Ленька помахал перевязанной рукой.

– Как мои доблестные войска? – спросил он.

– Наши доблестные войска вчера оставили город Минск, – сказал Витька.

– Знаю, – сказал Ленька. – Могли бы меня и не расстраивать.

– Прикажете музыку, ваше величество?

– А прикажу, – сказал Ленька. – Мы будем танцевать с герцогиней.

– О ваше величество, – сказала Зоя, – я всего лишь жалкая пастушка.

– Прекрасно, – сказал Ленька. – Мне надоели герцогини. (Этот диалог задал впоследствии стилистику разговоров Жени Колышкина с радисткой Женечкой. – Д. Б.)

– В каком дворе я живу! – сказал Ленька. – По соседству с тремя такими знаменитыми людьми!.. На первом этаже – дядя Сеня алкоголик, в двадцатой квартире – помзам-начпромпродсбыт гражданин Семибратов и, наконец, – герцогиня, мадам Зоя. Сочиняет песенки, которые лично я ценю очень высоко…

– Как будто в доме порядочных никого нет, – сказал Петька.

– Порядочных сколько угодно, – сказал Ленька, – а я говорю о выдающихся. Дядя Сеня – алкоголик, но какой алкоголик!»

Мимо проходит Семибратов, пеняет молодежи, что та смеет танцевать во время войны, не набралась серьезности. Ленька ему отважно возражает, говорит, что на войну никому не хочется. А наутро уходит, потому что накануне женщина с трясущимися руками принесла ему розовую повестку.

«Вот как уходил Ленька Королев: шумных проводов не было. Ранним утром он вышел во двор, когда все еще спали. Только дворничиха Татьяна привычно кружилась с метлой у самой Ленькиной двери.

Вещмешок Ленька держал в руке, как авоську. Он оглядел двор и пошел по нему неторопливо.

– Ты куда это в рань такую? – хмуро спросила Татьяна.

– Во солдаты, теть Тань, – сказал Ленька и подмигнул ей.

– Иди врать-то, – сказала она.

– Вот ей-богу, – засмеялся Ленька, – чтоб мне провалиться, теть Тань. – И перекрестился размашисто.

Но тут она заметила вещмешок и вгляделась в Ленькино лицо попристальней, словно впервые увидела, и так она долго его разглядывала, пока он снова не рассмеялся.

– А мать-то где? – спросила она.

– На заводе, – сказал Ленька, – мы с ней вчера еще простились.

– Ну гляди, Ленька, ох гляди, – хмуро предупредила она, и нельзя было понять, к чему бы это.

А Ленька сделал шаг, потом другой и сказал ей:

– За кем вы теперь, теть Тань, с метлой бегать будете?
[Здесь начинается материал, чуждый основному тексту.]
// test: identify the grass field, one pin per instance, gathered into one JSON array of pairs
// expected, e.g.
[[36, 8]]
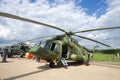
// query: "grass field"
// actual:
[[106, 57]]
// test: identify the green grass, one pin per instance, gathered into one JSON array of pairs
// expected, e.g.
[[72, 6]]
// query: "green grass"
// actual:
[[105, 57]]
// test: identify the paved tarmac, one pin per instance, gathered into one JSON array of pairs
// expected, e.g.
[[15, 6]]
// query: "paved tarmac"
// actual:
[[26, 69]]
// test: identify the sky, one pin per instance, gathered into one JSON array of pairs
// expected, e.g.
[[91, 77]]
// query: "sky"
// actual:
[[70, 15]]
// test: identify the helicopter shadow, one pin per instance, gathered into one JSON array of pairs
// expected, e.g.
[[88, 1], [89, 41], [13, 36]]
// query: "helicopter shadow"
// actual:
[[40, 69]]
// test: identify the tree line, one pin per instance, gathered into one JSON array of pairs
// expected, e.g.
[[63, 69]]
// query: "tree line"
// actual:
[[108, 51]]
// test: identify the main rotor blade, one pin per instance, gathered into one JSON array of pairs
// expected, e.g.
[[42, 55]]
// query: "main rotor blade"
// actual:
[[28, 20], [92, 40], [97, 29]]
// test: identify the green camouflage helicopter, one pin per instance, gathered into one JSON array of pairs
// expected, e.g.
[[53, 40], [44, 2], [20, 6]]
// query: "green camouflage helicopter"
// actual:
[[62, 47]]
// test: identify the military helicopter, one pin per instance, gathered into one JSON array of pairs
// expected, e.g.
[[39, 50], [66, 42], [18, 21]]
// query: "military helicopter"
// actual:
[[61, 47]]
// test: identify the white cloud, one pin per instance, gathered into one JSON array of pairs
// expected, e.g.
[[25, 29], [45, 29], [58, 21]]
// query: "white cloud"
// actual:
[[64, 14]]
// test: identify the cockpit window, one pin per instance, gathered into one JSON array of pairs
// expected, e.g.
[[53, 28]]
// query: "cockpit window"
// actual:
[[47, 45]]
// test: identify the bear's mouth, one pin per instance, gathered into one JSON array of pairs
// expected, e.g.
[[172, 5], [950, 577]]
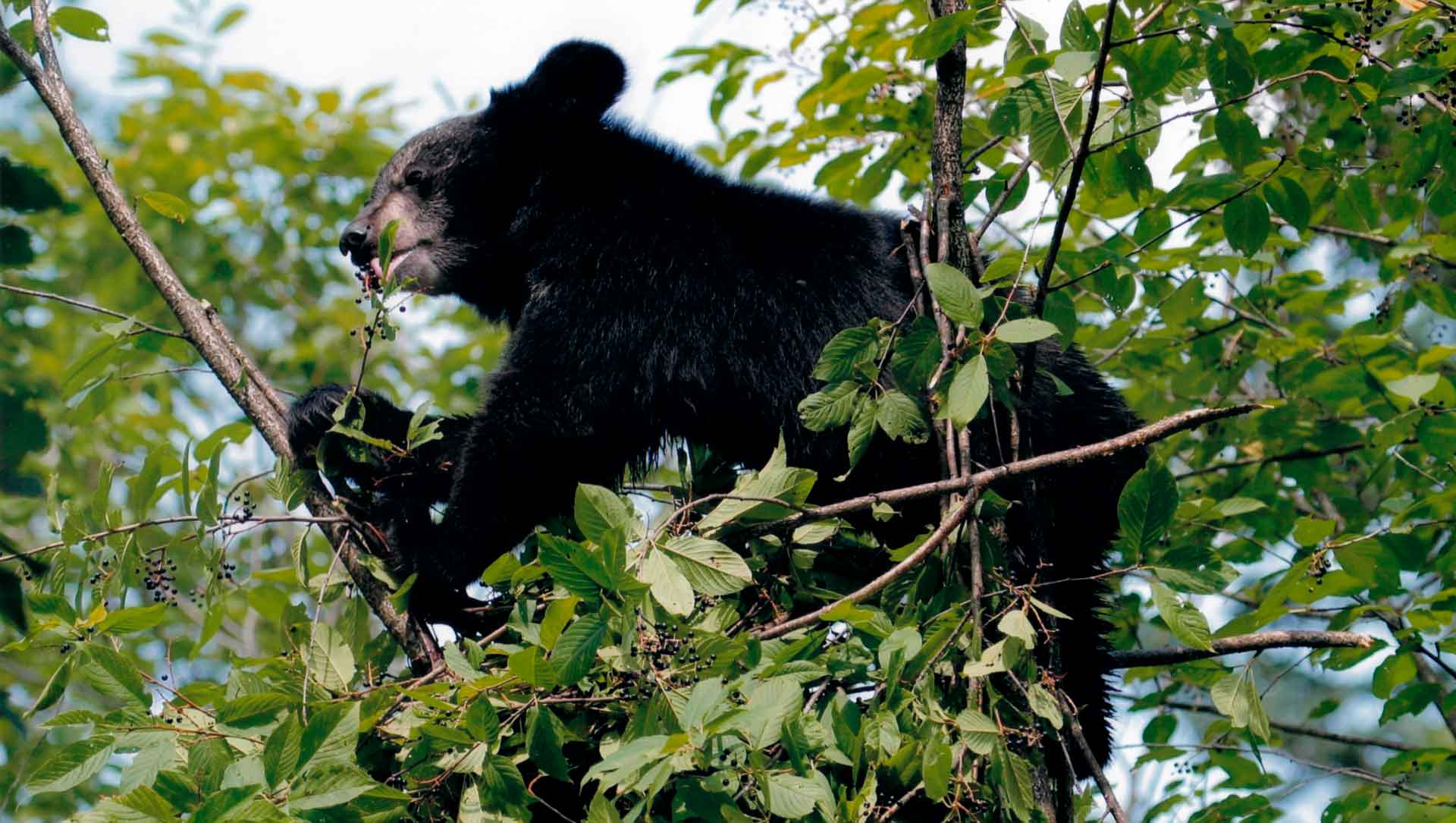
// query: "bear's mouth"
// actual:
[[373, 275]]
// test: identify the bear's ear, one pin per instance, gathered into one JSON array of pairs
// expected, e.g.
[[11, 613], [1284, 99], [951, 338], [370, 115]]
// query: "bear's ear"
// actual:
[[579, 79]]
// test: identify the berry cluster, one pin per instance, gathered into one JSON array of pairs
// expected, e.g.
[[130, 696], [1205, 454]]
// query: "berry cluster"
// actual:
[[161, 579], [246, 506]]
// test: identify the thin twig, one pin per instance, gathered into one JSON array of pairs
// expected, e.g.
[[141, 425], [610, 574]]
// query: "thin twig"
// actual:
[[1144, 436], [212, 341], [92, 308], [1256, 641]]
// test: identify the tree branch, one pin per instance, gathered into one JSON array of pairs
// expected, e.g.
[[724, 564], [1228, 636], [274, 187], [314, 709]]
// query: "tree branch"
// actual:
[[1159, 430], [1307, 730], [92, 308], [1256, 641], [242, 381], [1144, 436]]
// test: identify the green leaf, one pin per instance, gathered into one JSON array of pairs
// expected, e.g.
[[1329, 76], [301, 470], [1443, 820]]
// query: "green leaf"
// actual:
[[916, 356], [1288, 200], [667, 583], [114, 677], [253, 710], [979, 731], [941, 34], [1414, 386], [1184, 620], [1438, 435], [956, 293], [331, 736], [1076, 30], [830, 408], [530, 666], [166, 204], [845, 353], [1015, 624], [861, 432], [968, 391], [900, 417], [328, 787], [935, 765], [601, 516], [1238, 136], [281, 750], [1025, 329], [80, 22], [789, 796], [72, 765], [1138, 180], [331, 660], [577, 649], [710, 567], [53, 691], [560, 558], [1147, 507], [544, 743], [229, 19], [1247, 223], [137, 620]]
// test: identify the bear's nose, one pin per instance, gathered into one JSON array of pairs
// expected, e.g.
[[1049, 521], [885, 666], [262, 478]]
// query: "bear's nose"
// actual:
[[354, 237]]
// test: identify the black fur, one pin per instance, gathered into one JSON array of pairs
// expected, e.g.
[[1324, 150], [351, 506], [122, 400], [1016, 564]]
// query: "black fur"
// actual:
[[650, 297]]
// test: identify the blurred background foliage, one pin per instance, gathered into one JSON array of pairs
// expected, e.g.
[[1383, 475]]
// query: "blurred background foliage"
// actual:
[[1291, 243]]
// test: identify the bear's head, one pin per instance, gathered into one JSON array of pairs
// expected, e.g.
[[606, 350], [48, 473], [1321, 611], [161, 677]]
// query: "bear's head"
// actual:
[[456, 188]]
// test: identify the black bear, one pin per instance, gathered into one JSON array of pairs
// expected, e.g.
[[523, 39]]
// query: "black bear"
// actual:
[[653, 299]]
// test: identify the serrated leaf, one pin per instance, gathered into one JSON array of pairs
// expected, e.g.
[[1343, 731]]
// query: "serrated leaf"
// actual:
[[328, 787], [80, 22], [601, 516], [956, 293], [1184, 620], [577, 649], [1015, 624], [1247, 223], [1044, 705], [1414, 386], [1147, 507], [845, 351], [137, 620], [166, 204], [331, 660], [281, 750], [481, 721], [711, 567], [114, 677], [72, 765], [1025, 329], [935, 765], [667, 583], [544, 743], [789, 796], [900, 417], [968, 391]]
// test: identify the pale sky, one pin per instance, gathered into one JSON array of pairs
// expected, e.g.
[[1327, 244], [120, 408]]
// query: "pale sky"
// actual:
[[468, 47]]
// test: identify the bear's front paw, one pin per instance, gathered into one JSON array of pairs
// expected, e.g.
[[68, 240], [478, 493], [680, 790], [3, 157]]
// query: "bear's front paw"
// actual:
[[310, 417]]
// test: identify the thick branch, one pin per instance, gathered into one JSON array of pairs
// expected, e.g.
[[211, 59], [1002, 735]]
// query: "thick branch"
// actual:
[[1069, 711], [946, 174], [1141, 438], [1257, 641], [1144, 436], [1308, 730], [242, 381]]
– Шагай, шагай, – сказала она, – найдутся.

Он поднял глаза: в другом конце двора стояли Зоя, Петька и Женька. Женька помахал ему рукой. Ленька отрицательно покачал ладонью.
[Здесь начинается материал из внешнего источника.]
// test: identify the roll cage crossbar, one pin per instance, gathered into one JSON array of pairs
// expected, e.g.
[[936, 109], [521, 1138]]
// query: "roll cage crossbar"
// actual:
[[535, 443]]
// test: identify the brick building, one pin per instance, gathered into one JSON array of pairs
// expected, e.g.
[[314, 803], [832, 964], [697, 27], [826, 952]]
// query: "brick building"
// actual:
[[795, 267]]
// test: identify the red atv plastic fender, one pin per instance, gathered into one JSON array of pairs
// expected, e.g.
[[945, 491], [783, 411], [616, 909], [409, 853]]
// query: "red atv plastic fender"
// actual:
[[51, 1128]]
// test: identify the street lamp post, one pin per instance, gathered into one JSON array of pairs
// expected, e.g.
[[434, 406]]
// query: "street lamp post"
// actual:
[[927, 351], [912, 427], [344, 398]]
– Ленька! – крикнул Петька.

– Проводов не будет! – крикнул Ленька.

Они так и остались стоять на месте. А он медленно пошел через двор, выпрямившись, как на параде, передвигая ноги, как мим, изображающий идущего человека, и мешок едва касался земли, а голова его была слегка обращена в сторону, и на тонких губах шевелилась еле заметная улыбка, о которой нельзя было сказать: радостна она или печальна. И так он шел и вдруг остановился у самых качелей. И тронул их пальцем, и они закачались заманчиво. Тогда он уселся на перекладину и сам покачался немного, и мешок волочился за ним по земле.
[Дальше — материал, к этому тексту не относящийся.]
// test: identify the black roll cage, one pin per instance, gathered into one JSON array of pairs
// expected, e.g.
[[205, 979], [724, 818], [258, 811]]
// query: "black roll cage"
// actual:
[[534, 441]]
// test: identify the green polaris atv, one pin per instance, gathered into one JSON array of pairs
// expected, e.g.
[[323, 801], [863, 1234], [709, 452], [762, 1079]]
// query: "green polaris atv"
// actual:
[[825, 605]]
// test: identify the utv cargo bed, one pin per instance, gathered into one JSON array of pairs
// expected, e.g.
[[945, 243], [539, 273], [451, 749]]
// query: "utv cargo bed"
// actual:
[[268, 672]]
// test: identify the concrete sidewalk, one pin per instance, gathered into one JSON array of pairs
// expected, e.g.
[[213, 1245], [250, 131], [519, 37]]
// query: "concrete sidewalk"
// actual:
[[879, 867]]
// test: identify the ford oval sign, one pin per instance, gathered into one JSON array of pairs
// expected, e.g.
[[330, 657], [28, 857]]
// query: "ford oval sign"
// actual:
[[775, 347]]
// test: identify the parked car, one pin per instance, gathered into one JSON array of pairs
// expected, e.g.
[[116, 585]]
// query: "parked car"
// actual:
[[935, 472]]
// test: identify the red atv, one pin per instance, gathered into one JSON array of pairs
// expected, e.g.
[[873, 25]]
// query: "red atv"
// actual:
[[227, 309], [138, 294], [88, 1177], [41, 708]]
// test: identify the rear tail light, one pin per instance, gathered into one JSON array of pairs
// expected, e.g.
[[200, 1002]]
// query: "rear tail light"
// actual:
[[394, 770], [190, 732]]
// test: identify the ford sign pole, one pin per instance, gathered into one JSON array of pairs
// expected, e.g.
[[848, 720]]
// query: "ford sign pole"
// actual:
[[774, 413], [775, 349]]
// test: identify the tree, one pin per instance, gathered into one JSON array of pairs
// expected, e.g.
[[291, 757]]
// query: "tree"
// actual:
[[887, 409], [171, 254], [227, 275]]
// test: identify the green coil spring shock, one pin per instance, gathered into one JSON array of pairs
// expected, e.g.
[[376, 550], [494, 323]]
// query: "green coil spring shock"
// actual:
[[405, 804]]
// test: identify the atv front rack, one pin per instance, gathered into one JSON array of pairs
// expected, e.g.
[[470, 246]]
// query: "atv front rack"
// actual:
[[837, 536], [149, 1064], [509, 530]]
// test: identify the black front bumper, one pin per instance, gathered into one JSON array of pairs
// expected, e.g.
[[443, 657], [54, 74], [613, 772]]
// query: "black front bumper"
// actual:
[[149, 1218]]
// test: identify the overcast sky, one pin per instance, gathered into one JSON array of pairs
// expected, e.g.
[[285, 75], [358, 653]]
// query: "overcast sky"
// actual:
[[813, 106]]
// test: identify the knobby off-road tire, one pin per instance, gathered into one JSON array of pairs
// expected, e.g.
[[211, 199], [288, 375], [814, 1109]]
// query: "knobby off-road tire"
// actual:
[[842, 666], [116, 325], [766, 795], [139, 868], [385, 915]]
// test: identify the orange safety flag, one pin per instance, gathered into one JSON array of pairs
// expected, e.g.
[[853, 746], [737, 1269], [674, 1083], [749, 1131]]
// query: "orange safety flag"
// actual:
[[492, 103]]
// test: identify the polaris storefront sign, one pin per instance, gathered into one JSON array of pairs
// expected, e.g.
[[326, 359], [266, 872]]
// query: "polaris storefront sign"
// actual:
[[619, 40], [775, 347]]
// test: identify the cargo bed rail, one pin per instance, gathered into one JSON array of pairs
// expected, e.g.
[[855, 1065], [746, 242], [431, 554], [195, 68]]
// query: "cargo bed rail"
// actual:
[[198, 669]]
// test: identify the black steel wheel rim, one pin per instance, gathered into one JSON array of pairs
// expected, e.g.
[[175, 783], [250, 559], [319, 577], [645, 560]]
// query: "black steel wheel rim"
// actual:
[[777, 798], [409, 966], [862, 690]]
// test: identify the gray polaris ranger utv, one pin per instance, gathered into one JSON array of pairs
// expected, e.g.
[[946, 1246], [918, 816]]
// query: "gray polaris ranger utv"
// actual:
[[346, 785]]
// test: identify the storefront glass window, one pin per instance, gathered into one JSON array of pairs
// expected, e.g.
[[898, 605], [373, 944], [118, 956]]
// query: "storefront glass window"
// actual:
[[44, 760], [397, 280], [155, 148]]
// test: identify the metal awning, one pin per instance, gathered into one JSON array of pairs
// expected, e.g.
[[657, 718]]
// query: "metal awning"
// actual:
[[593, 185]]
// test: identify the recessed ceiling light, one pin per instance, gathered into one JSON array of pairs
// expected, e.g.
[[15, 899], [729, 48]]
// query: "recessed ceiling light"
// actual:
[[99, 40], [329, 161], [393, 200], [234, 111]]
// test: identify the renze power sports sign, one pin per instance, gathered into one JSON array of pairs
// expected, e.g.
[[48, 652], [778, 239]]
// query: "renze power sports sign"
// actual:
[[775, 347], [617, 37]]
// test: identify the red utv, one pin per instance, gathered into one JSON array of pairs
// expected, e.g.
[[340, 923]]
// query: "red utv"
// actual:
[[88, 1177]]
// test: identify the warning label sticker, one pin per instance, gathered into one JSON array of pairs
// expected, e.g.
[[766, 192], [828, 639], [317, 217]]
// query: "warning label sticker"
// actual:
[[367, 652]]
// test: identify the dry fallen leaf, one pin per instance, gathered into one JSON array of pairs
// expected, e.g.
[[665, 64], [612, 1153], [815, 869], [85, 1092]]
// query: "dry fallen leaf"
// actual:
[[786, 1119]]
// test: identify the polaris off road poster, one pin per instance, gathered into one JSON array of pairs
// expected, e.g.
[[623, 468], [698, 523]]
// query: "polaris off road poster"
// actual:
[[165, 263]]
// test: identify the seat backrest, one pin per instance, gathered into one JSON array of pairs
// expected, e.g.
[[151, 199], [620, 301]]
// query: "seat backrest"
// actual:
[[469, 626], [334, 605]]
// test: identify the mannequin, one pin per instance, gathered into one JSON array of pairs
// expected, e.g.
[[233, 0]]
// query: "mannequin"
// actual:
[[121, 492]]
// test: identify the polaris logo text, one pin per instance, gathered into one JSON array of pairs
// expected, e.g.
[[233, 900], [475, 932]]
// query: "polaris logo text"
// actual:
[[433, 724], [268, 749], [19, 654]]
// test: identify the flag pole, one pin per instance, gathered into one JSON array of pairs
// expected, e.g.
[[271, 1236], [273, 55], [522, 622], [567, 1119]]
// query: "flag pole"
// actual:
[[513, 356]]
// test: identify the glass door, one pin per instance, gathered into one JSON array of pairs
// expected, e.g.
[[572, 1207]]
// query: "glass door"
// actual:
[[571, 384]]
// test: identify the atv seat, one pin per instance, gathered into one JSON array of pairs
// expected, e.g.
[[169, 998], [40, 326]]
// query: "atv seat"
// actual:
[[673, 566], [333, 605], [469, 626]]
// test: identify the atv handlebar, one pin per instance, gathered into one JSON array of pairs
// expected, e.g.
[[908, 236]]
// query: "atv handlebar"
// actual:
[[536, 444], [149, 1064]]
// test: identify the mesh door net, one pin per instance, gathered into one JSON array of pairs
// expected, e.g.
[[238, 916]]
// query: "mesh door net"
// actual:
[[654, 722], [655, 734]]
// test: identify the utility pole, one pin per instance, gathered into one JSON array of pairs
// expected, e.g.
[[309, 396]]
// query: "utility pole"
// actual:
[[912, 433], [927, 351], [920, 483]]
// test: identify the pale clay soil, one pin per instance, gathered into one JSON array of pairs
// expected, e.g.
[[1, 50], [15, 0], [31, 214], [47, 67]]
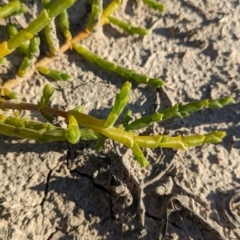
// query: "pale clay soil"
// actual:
[[60, 191]]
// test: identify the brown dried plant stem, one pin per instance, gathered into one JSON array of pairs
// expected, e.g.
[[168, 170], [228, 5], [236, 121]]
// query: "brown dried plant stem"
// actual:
[[46, 60]]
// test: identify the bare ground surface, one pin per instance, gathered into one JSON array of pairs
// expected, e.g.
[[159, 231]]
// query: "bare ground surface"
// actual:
[[60, 191]]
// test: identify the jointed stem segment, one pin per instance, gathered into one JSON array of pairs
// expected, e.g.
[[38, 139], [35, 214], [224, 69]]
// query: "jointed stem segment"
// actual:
[[94, 127]]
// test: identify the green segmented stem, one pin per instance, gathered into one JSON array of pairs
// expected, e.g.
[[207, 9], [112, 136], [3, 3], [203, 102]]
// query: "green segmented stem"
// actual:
[[111, 67], [45, 100], [64, 25], [50, 33], [95, 15], [110, 9], [128, 27], [120, 102], [9, 9], [32, 53], [41, 132], [54, 74], [102, 129], [179, 142], [10, 94], [154, 5], [34, 27], [12, 31], [179, 111]]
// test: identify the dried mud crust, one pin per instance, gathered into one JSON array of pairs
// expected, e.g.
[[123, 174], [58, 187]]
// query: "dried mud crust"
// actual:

А ребята стояли в углу двора и смотрели, и не шевелились.

Он вошел в ворота, миновал их и просвистел что-то знакомое, так что свист разлетелся по утреннему двору».

Ничего этого не было с ним, но он хотел, чтоб было. Чтобы он их провожал, а потом ушел сам. И в «Песне московских ополченцев», посвященной Константину Симонову и вошедшей в 1979 году в документальный сериал Романа Кармена «Великая Отечественная», он говорил от их имени, как будто и сам видел, как «затемненье улицы одело»; и в главе сценария «Бомбежка» всё наглядно, как в его автобиографической прозе. Жизнь была там, на Арбате; насильственное отторжение от нее казалось не спасительным, а оскорбительным.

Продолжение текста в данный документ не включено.